Rita Skeeter deu um olhar como se o gosto da bomba de bosta tivesse voltado enquanto se virava para Hermione.

- Eu devo fazer isso ou então?

- Bem, sim - disse Hermione calmamente, tomando um pouco de sua bebida. - Ou então, como você já sabe, eu informarei às autoridades que você é uma animaga não registrada. É claro, o Profeta pode te pagar muito mais por uma visão de como é a vida em Azkaban.

Rita deu um olhar de que nada mais agradaria a ela do que arrancar o guarda-chuvinha da bebida de Hermione e enfiar no nariz da menina.

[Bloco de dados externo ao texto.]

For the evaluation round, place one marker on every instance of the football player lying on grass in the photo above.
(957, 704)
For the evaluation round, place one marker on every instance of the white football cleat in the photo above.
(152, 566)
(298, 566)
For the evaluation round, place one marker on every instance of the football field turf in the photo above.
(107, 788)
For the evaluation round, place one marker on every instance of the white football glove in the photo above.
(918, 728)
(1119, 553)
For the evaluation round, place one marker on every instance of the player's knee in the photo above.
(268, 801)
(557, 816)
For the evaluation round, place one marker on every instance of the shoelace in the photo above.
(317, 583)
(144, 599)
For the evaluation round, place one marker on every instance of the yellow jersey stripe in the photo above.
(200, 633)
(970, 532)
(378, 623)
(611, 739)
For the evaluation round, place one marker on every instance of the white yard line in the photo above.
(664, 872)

- Eu não tenho escolha então, não é? - disse Rita, sua voz tremendo um pouco. Abriu a bolsa de crocodilo novamente, retirou um pedaço de pergaminho, e levantou sua pena-de-repetição-rápida.

- Papai ficará satisfeito - disse Luna animadamente. Um músculo da boca de Rita se contorceu.

- Ok, Harry? - disse Hermione, virando-se para ele. - Pronto para dizer ao público a verdade?

- Creio que sim - disse Harry, vendo Rita balançar a pena-de-repetição-rápida no pergaminho.

- Vamos lá então, Rita - disse Hermione serenamente, tirando um pedaço de cereja grudada nos óculos de Rita.